First, I told Mouche everything, about how I thought I’d liked Trey and then Mark and then Trey again but really all along I was in love with Mark and now he’d asked me to the prom which meant I had lost the part but won a competition I didn’t even want to win.

   
‘Oh Phoebe, that’s the game. How could you lose sight of the prize? We are supposed to split the profits, remember?’ Mouche was pulling on her winter boots. ‘I think it’s awesome that you won and Mark and Jet turned out to be totally different from how they seemed...’

   
‘But I like him and I think he likes me.’

   
‘Most men would not choose love over good financial sense, but we are not most men...’ C’mon,’ Mouche said, ‘we’re late.
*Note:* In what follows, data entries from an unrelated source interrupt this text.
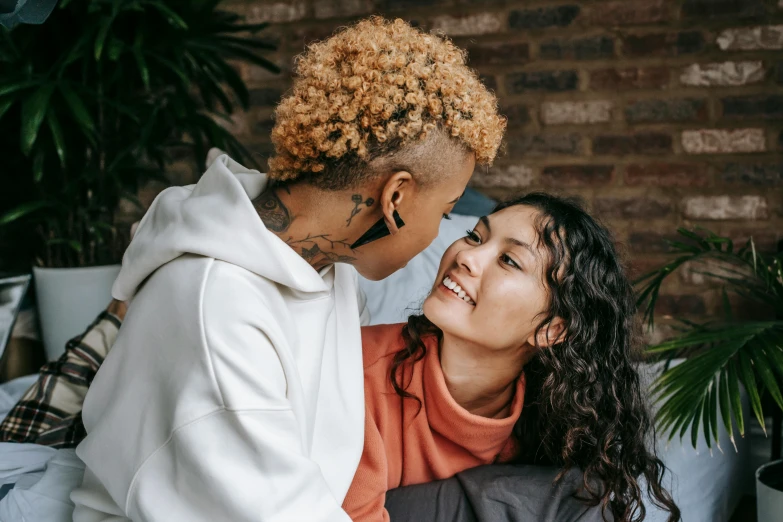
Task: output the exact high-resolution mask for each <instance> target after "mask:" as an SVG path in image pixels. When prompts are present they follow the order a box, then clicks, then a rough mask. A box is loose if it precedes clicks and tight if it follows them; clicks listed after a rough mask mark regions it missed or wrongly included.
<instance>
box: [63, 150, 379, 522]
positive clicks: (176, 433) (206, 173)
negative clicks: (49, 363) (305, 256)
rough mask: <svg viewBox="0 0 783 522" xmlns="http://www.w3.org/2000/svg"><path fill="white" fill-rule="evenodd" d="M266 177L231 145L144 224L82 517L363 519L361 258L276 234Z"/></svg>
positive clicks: (94, 425)
mask: <svg viewBox="0 0 783 522" xmlns="http://www.w3.org/2000/svg"><path fill="white" fill-rule="evenodd" d="M265 185H266V176H265V175H263V174H260V173H259V172H257V171H255V170H248V169H245V168H244V167H242V166H241V165H239V164H238V163H236V162H234V161H233V160H231V159H229V158H228V156H225V155H224V156H221V157H220V158H218V159H217V160H216V161H215V162H214V163H213V164H212V165H211V166H210V168H209V169H208V170H207V172H206V173H205V174H204V176H203V177H202V178H201V180H200V181H199V182H198V184H196V185H193V186H190V187H173V188H170V189H167V190H166V191H164V192H163V193H161V195H160V196H158V198H157V199H156V200H155V202H154V203H153V204H152V206H151V207H150V210H149V211H148V212H147V214H146V215H145V216H144V219H143V220H142V221H141V224H140V225H139V228H138V230H137V232H136V235H135V236H134V238H133V241H132V243H131V245H130V247H129V248H128V250H127V252H126V253H125V257H124V258H123V266H122V271H121V272H120V275H119V277H118V278H117V281H116V282H115V284H114V288H113V291H112V293H113V295H114V297H115V298H117V299H121V300H128V299H131V298H133V301H132V304H131V306H130V308H129V310H128V314H127V316H126V318H125V322H124V324H123V325H122V328H121V330H120V333H119V337H118V338H117V342H116V344H115V345H114V347H113V348H112V350H111V352H110V353H109V355H108V357H107V358H106V361H105V362H104V363H103V365H102V366H101V368H100V371H99V372H98V374H97V376H96V377H95V380H94V381H93V383H92V385H91V386H90V390H89V393H88V394H87V398H86V400H85V402H84V410H83V417H84V425H85V427H86V429H87V438H86V439H85V440H84V442H82V443H81V444H80V445H79V447H78V448H77V454H78V455H79V457H80V458H81V459H82V460H83V461H84V462H85V464H86V466H87V469H86V471H85V476H84V482H83V484H82V486H81V488H79V489H77V490H75V491H74V492H73V494H72V496H71V498H72V500H73V501H74V503H75V504H76V508H75V511H74V520H75V521H77V522H82V521H98V520H112V521H116V520H128V519H130V520H135V521H162V522H176V521H187V522H193V521H200V520H204V521H222V520H226V521H235V522H239V521H246V520H247V521H250V520H252V521H278V520H285V521H327V520H328V521H332V520H336V521H345V522H348V521H349V520H350V519H349V518H348V516H347V515H346V514H345V512H344V511H343V510H342V508H341V507H340V506H341V504H342V501H343V499H344V497H345V494H346V492H347V491H348V487H349V486H350V484H351V480H352V479H353V475H354V472H355V471H356V467H357V465H358V463H359V458H360V457H361V452H362V446H363V438H364V388H363V375H362V360H361V357H362V355H361V335H360V331H359V324H360V313H359V312H358V311H357V310H359V309H361V310H364V308H363V305H364V303H363V300H362V299H361V298H358V299H357V286H356V271H355V270H354V269H353V268H352V267H350V266H348V265H341V264H337V265H334V266H331V267H328V268H326V269H324V270H322V271H321V272H320V273H318V272H316V271H315V270H314V269H313V268H312V267H311V266H310V265H309V264H308V263H307V262H305V261H304V260H303V259H302V258H301V257H300V256H299V255H298V254H297V253H296V252H295V251H294V250H293V249H291V248H290V247H289V246H288V245H286V244H285V243H284V242H283V241H281V240H280V239H279V238H278V237H277V236H275V235H274V234H273V233H271V232H269V231H268V230H267V229H266V228H265V227H264V225H263V223H262V221H261V219H260V218H259V217H258V214H257V212H256V211H255V209H254V207H253V205H252V202H251V200H252V199H253V198H255V197H256V196H257V195H258V194H260V193H261V191H262V190H263V189H264V187H265ZM360 305H361V308H360ZM362 315H363V319H366V316H365V315H364V314H362Z"/></svg>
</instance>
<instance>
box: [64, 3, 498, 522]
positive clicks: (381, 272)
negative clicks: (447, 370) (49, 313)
mask: <svg viewBox="0 0 783 522" xmlns="http://www.w3.org/2000/svg"><path fill="white" fill-rule="evenodd" d="M504 127H505V121H504V119H503V118H502V117H500V116H499V115H498V113H497V102H496V99H495V97H494V96H493V95H492V94H491V93H490V92H488V91H487V89H486V88H485V87H484V86H483V85H482V84H481V83H480V81H479V80H478V78H477V76H476V74H475V73H474V72H472V71H471V70H470V69H468V68H467V67H466V65H465V54H464V52H463V51H461V50H459V49H458V48H456V47H455V46H454V45H453V44H452V43H451V42H449V41H447V40H444V39H442V38H439V37H437V36H433V35H429V34H426V33H422V32H420V31H418V30H416V29H413V28H412V27H410V26H409V25H407V24H406V23H404V22H402V21H400V20H397V21H393V22H389V21H385V20H383V19H380V18H372V19H369V20H365V21H362V22H360V23H358V24H356V25H354V26H352V27H349V28H347V29H344V30H342V31H341V32H339V33H337V34H336V35H334V36H333V37H331V38H329V39H328V40H326V41H324V42H321V43H318V44H315V45H313V46H311V47H310V48H309V49H308V51H307V52H306V53H305V54H304V55H302V56H301V57H300V58H299V59H298V61H297V64H296V78H295V80H294V85H293V89H292V91H291V92H290V94H288V95H287V96H286V97H285V98H284V99H283V100H282V102H281V103H280V105H279V107H278V108H277V114H276V124H275V127H274V129H273V131H272V139H273V141H274V144H275V149H276V153H275V156H274V157H273V158H272V159H271V160H270V162H269V172H268V173H267V174H261V173H259V172H257V171H254V170H248V169H245V168H244V167H242V166H241V165H239V164H237V163H236V162H234V161H232V160H231V159H230V158H228V157H226V156H221V157H219V158H218V159H217V160H216V161H215V162H214V163H212V165H211V166H210V167H209V168H208V170H207V171H206V173H205V174H204V175H203V177H202V178H201V180H200V181H199V182H198V183H197V184H196V185H193V186H190V187H173V188H170V189H168V190H166V191H164V192H163V193H161V195H160V196H158V198H157V199H156V200H155V202H154V203H153V204H152V206H151V208H150V209H149V211H148V212H147V214H146V215H145V216H144V219H142V221H141V224H140V225H139V227H138V229H137V231H136V234H135V236H134V239H133V241H132V243H131V245H130V247H129V248H128V250H127V252H126V253H125V257H124V259H123V267H122V271H121V272H120V275H119V277H118V279H117V281H116V282H115V285H114V288H113V292H112V293H113V296H114V297H115V298H116V299H119V300H123V301H127V300H130V301H131V303H130V306H129V309H128V312H127V316H126V317H125V322H124V323H123V326H122V329H121V330H120V332H119V336H118V337H117V341H116V343H115V344H114V346H113V348H112V351H111V353H110V354H109V356H108V357H107V358H106V360H105V361H104V363H103V364H102V365H101V367H100V370H99V371H98V373H97V375H96V377H95V380H94V381H93V383H92V385H91V387H90V389H89V392H88V394H87V397H86V400H85V402H84V409H83V420H84V426H85V428H86V432H87V437H86V438H85V440H84V441H83V442H82V443H81V444H80V445H79V447H78V449H77V454H78V455H79V457H80V458H81V459H82V460H83V461H84V463H85V465H86V471H85V476H84V480H83V483H82V485H81V487H80V488H79V489H77V490H76V491H74V493H73V494H72V497H71V498H72V500H73V501H74V503H75V505H76V508H75V511H74V520H76V521H95V520H108V519H111V520H165V521H178V520H187V521H194V520H232V521H240V520H308V521H318V520H330V521H331V520H342V521H348V520H349V518H348V516H347V515H346V513H345V512H344V511H343V510H342V509H341V504H342V502H343V500H344V498H345V495H346V492H347V491H348V488H349V486H350V484H351V480H352V478H353V476H354V472H355V471H356V468H357V465H358V463H359V460H360V457H361V454H362V445H363V427H364V424H363V423H364V393H363V377H362V353H361V336H360V330H359V326H360V313H361V310H362V299H361V298H357V289H356V272H357V271H358V272H359V273H361V274H362V275H364V276H365V277H367V278H369V279H381V278H384V277H386V276H388V275H389V274H391V273H393V272H394V271H395V270H397V269H399V268H400V267H402V266H404V265H405V264H406V263H407V262H408V260H410V259H411V258H412V257H413V256H415V255H416V254H417V253H419V252H420V251H422V250H423V249H424V248H425V247H426V246H427V245H428V244H429V243H430V242H431V241H432V240H433V239H434V237H435V236H436V234H437V231H438V224H439V221H440V219H441V217H442V216H445V215H447V214H448V213H449V211H450V210H451V208H452V207H453V205H454V204H455V203H456V201H457V200H458V199H459V197H460V195H461V194H462V192H463V190H464V188H465V186H466V184H467V182H468V179H469V178H470V176H471V174H472V172H473V169H474V165H475V164H476V163H481V164H488V163H491V162H492V160H493V158H494V156H495V154H496V151H497V149H498V146H499V144H500V140H501V136H502V133H503V130H504ZM362 315H363V314H362ZM363 318H366V317H363Z"/></svg>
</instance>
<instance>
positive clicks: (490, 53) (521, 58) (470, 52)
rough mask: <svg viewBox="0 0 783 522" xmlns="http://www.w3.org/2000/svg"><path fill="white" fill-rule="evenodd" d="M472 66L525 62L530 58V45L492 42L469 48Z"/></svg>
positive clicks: (471, 65)
mask: <svg viewBox="0 0 783 522" xmlns="http://www.w3.org/2000/svg"><path fill="white" fill-rule="evenodd" d="M467 51H468V60H469V63H470V65H471V66H472V67H481V66H486V65H513V64H519V63H525V62H527V61H528V60H529V58H530V46H529V45H528V44H526V43H490V44H481V45H472V46H470V47H468V48H467Z"/></svg>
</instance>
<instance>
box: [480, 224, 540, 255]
mask: <svg viewBox="0 0 783 522" xmlns="http://www.w3.org/2000/svg"><path fill="white" fill-rule="evenodd" d="M479 221H481V222H482V223H484V226H485V227H487V230H488V231H489V233H490V234H492V227H490V226H489V218H488V217H487V216H481V217H480V218H479ZM506 243H511V244H512V245H517V246H520V247H522V248H524V249H526V250H527V251H528V252H530V255H532V256H533V257H537V256H536V253H535V251H534V250H533V247H531V246H530V244H528V243H525V242H524V241H520V240H519V239H516V238H513V237H507V238H506Z"/></svg>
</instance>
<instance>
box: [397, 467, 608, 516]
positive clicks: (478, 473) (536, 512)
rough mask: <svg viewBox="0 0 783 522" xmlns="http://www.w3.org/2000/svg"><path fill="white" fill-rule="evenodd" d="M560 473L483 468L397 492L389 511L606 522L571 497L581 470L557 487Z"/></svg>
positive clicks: (432, 514)
mask: <svg viewBox="0 0 783 522" xmlns="http://www.w3.org/2000/svg"><path fill="white" fill-rule="evenodd" d="M557 472H558V470H557V469H555V468H547V467H540V466H511V465H506V466H502V465H494V466H483V467H480V468H474V469H471V470H467V471H464V472H462V473H460V474H458V475H457V476H456V477H453V478H451V479H447V480H442V481H439V482H432V483H430V484H421V485H418V486H408V487H404V488H398V489H395V490H392V491H390V492H389V493H387V495H386V509H387V510H388V511H389V517H390V518H391V522H421V521H424V520H426V521H428V522H430V521H432V522H506V521H508V522H577V521H578V522H602V521H603V520H604V519H603V518H602V515H601V509H600V507H594V508H591V507H589V506H586V505H585V504H584V503H582V502H580V501H578V500H576V499H574V498H573V497H572V494H573V493H574V492H575V491H577V490H578V488H579V486H580V485H581V482H582V478H581V473H580V472H578V471H577V470H572V471H571V472H570V473H569V474H568V475H567V476H566V477H564V478H563V480H562V481H561V482H560V483H559V484H558V485H557V486H554V485H553V481H554V478H555V476H556V475H557ZM607 519H608V520H612V519H611V515H607Z"/></svg>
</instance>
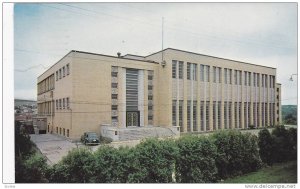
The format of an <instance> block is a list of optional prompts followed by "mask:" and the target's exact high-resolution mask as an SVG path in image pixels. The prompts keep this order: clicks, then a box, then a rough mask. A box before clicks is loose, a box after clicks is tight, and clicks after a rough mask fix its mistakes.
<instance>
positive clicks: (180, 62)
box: [179, 61, 183, 79]
mask: <svg viewBox="0 0 300 189" xmlns="http://www.w3.org/2000/svg"><path fill="white" fill-rule="evenodd" d="M179 79H183V62H182V61H179Z"/></svg>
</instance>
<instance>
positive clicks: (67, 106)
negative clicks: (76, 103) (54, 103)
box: [55, 97, 70, 110]
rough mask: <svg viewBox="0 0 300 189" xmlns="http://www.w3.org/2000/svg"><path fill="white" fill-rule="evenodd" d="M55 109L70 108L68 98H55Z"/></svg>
mask: <svg viewBox="0 0 300 189" xmlns="http://www.w3.org/2000/svg"><path fill="white" fill-rule="evenodd" d="M55 104H56V109H57V110H58V109H70V98H69V97H67V98H62V99H57V100H55Z"/></svg>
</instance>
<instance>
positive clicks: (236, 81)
mask: <svg viewBox="0 0 300 189" xmlns="http://www.w3.org/2000/svg"><path fill="white" fill-rule="evenodd" d="M234 84H235V85H237V70H234Z"/></svg>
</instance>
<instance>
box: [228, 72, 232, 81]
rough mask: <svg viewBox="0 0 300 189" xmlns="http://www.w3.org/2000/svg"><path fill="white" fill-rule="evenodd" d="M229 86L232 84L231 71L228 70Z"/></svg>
mask: <svg viewBox="0 0 300 189" xmlns="http://www.w3.org/2000/svg"><path fill="white" fill-rule="evenodd" d="M229 84H232V69H229Z"/></svg>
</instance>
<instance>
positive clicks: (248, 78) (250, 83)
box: [248, 72, 251, 86]
mask: <svg viewBox="0 0 300 189" xmlns="http://www.w3.org/2000/svg"><path fill="white" fill-rule="evenodd" d="M248 86H251V72H249V73H248Z"/></svg>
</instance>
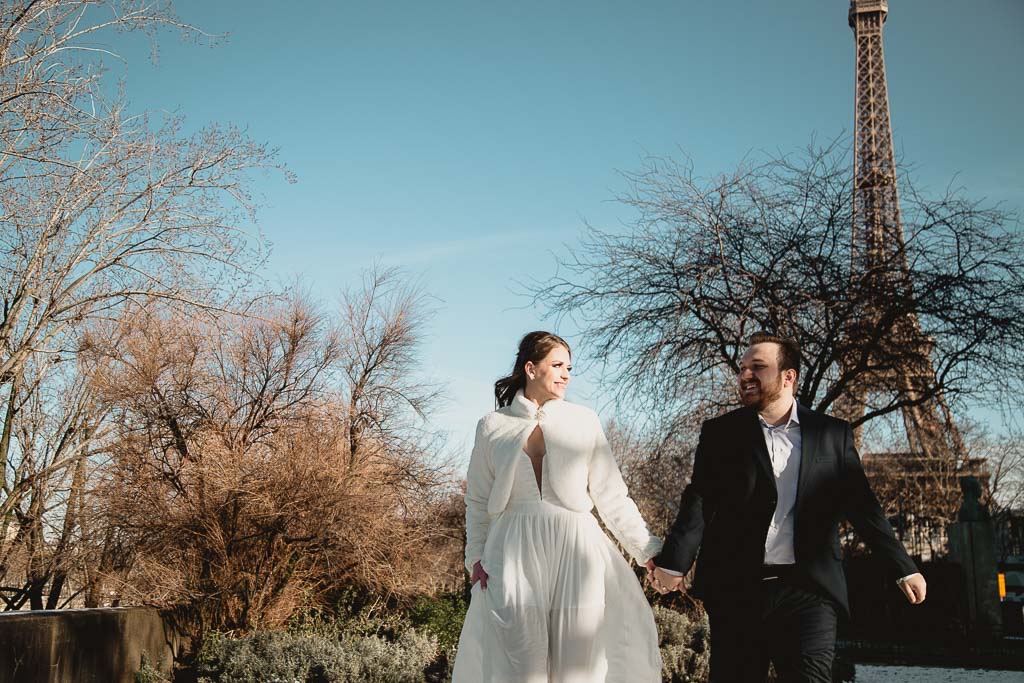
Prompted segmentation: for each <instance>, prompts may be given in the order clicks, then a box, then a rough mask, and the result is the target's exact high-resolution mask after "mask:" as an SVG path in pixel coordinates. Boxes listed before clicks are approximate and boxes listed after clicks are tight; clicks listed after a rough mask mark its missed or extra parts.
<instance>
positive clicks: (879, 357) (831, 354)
mask: <svg viewBox="0 0 1024 683" xmlns="http://www.w3.org/2000/svg"><path fill="white" fill-rule="evenodd" d="M627 178H628V179H629V180H630V181H631V183H632V190H631V193H630V194H629V195H627V196H625V197H623V198H621V200H622V201H623V202H624V203H626V204H627V205H628V206H630V207H632V208H634V209H635V210H636V212H637V219H636V223H635V224H634V225H633V226H632V229H630V230H628V231H626V232H624V233H618V232H610V231H602V230H600V229H597V228H593V227H590V228H589V229H588V231H587V234H586V239H585V241H584V244H583V245H582V247H581V248H580V249H579V250H577V252H575V253H574V255H572V256H570V257H569V258H567V259H565V260H564V261H562V263H561V264H560V265H561V269H562V273H561V274H559V275H558V276H556V278H553V279H552V280H550V281H548V282H545V283H540V284H538V285H536V286H535V287H534V289H532V292H534V294H535V296H536V297H537V298H538V299H539V300H540V301H541V302H543V303H545V304H547V305H548V306H549V308H550V310H551V312H552V313H554V314H555V315H558V316H571V317H572V318H573V319H575V321H578V323H579V324H580V325H582V326H583V328H584V330H583V334H582V337H583V339H584V340H585V344H586V345H587V346H588V350H589V351H590V352H591V353H592V354H593V355H594V356H596V357H597V358H598V359H599V360H600V361H603V364H604V368H605V371H606V372H605V375H604V380H605V381H606V383H607V385H608V386H609V387H610V388H611V389H612V390H613V392H614V394H615V395H616V396H617V397H618V398H621V399H623V402H625V403H627V404H632V405H635V407H645V408H648V409H651V410H653V409H657V408H658V407H665V408H667V409H668V411H669V412H670V413H681V412H685V411H687V410H688V409H690V408H692V407H693V405H696V404H698V403H699V402H700V401H702V400H715V399H716V398H717V396H716V395H715V387H716V386H717V385H719V384H720V383H721V381H722V378H723V377H726V376H730V375H732V374H734V373H735V371H736V369H737V361H738V358H739V355H740V354H741V353H742V351H743V348H744V345H745V339H746V338H748V337H749V335H750V334H752V333H753V332H754V331H756V330H759V329H765V330H770V331H775V332H777V333H780V334H783V335H786V336H790V337H793V338H795V339H796V340H797V341H798V342H800V344H801V346H802V347H803V350H804V355H805V358H804V359H805V367H804V369H803V371H802V373H801V378H800V385H799V387H798V398H799V400H800V401H801V402H803V403H804V404H806V405H810V407H813V408H816V409H818V410H821V411H824V412H828V411H830V410H833V409H834V408H835V407H836V403H837V400H838V399H839V398H840V397H841V396H843V395H845V394H846V393H848V392H850V390H851V388H852V387H855V386H856V384H857V382H858V381H861V380H862V379H863V377H864V376H865V375H866V374H871V375H874V376H885V375H886V374H887V373H890V374H894V373H898V372H899V370H900V369H903V368H906V367H908V365H910V364H911V362H912V361H915V359H916V353H918V351H919V350H918V349H910V348H904V347H901V346H900V345H898V344H893V343H891V338H892V336H893V330H894V327H895V326H896V324H897V322H898V321H900V319H901V318H902V317H905V316H906V315H907V314H908V313H913V314H915V315H916V316H918V317H919V319H920V323H921V327H922V330H923V333H924V335H925V337H926V338H928V339H930V340H931V341H932V342H933V346H932V348H931V349H930V350H931V360H932V365H933V367H934V368H935V374H934V377H933V378H932V381H931V382H930V383H928V386H925V387H922V391H921V392H920V394H918V395H916V396H915V397H913V400H916V401H924V400H932V399H934V398H935V397H936V396H944V397H945V399H946V400H948V401H954V402H955V401H958V400H962V399H966V398H973V399H984V400H997V399H1000V398H1008V397H1012V396H1014V395H1016V392H1017V390H1018V389H1019V388H1020V387H1021V380H1022V379H1024V349H1022V347H1021V345H1020V344H1019V341H1018V340H1019V339H1021V334H1022V333H1024V288H1022V286H1024V267H1022V265H1021V264H1022V263H1024V246H1022V243H1021V241H1020V238H1019V232H1018V228H1019V224H1018V221H1017V218H1016V216H1015V215H1014V214H1012V213H1010V212H1007V211H1005V210H1001V209H999V208H998V207H986V206H984V205H983V204H982V203H980V202H977V201H974V200H971V199H969V198H966V197H965V195H964V193H963V191H959V190H955V189H949V190H947V191H946V193H945V194H944V195H942V196H940V197H938V198H937V199H930V198H927V197H925V196H923V195H922V194H920V193H918V191H916V190H915V189H914V187H913V186H912V184H911V183H910V182H909V179H907V178H903V180H902V184H901V187H902V209H903V214H902V215H903V227H904V231H905V233H906V236H905V237H906V239H905V242H906V248H905V251H895V252H894V254H893V257H892V259H891V263H887V264H886V266H887V267H891V268H893V269H894V270H896V269H899V270H900V271H901V272H902V271H903V270H902V269H903V268H904V262H905V268H906V270H905V272H906V276H907V279H908V281H909V283H910V284H911V287H910V288H909V290H908V291H907V292H906V296H895V295H894V296H892V297H891V301H890V305H889V306H888V308H887V309H886V310H884V311H882V314H880V315H876V314H874V308H877V306H874V303H876V302H877V301H878V294H877V293H876V292H873V291H871V290H870V289H869V288H868V287H866V286H864V284H865V281H866V280H867V279H866V278H865V276H862V273H855V272H851V244H852V236H851V224H852V213H851V198H852V188H851V178H852V172H851V170H850V165H849V154H848V151H847V150H846V147H845V146H843V145H842V144H840V143H839V142H833V143H830V144H827V145H825V146H823V147H822V146H815V145H811V146H809V147H808V148H807V150H806V151H805V152H804V153H802V154H800V155H793V156H786V157H776V158H772V159H768V160H767V161H765V162H764V163H761V164H757V165H751V164H746V165H743V166H741V167H740V168H738V169H737V170H736V171H735V172H733V173H731V174H728V175H724V176H721V177H716V178H713V179H709V180H705V179H701V178H699V177H698V176H696V175H695V174H694V171H693V169H692V167H691V166H689V165H687V164H679V163H676V162H674V161H672V160H666V159H652V160H649V161H648V163H647V166H646V168H645V169H644V170H643V171H642V172H640V173H636V174H629V175H627ZM886 266H884V267H886ZM865 325H866V326H868V327H869V328H870V329H869V330H867V331H866V332H864V327H865ZM851 329H858V330H860V331H861V332H862V334H860V335H857V336H856V337H852V336H851V335H850V334H849V331H850V330H851ZM882 389H883V390H880V391H879V393H878V395H872V396H870V397H869V405H868V407H867V410H866V411H865V412H864V413H863V415H861V416H860V417H859V418H858V419H857V421H856V423H855V424H856V425H860V424H863V423H865V422H867V421H870V420H872V419H874V418H878V417H880V416H884V415H888V414H891V413H893V412H896V411H900V410H902V409H903V408H905V407H906V401H907V400H909V399H908V398H907V397H906V396H905V395H904V396H902V397H901V396H900V395H899V394H898V392H897V391H896V390H895V388H894V390H893V391H890V392H887V391H885V390H884V387H882ZM729 402H732V401H731V400H730V401H729Z"/></svg>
What were you doing? Don’t worry, I know what you’ve been doing. I’ve been waiting for ten whole minutes. We have to stop the Princesses before they announce our stupid game to the entire population of Sunrise.’ Mouche had always been good at fixing everything...

  
‘They can keep the stupid prizes if they keep their mouths shut...’ I mused aloud.

  
‘Something certain Princesses have never been very good at,’ Mouche noted.
 

   

   
Teegan and Tory and Brooke and Freya had left early. We knew why: to prepare for the meeting, the unravelling of the
Boy-Rating Diary
and the uploading of that diary onto an internet blog.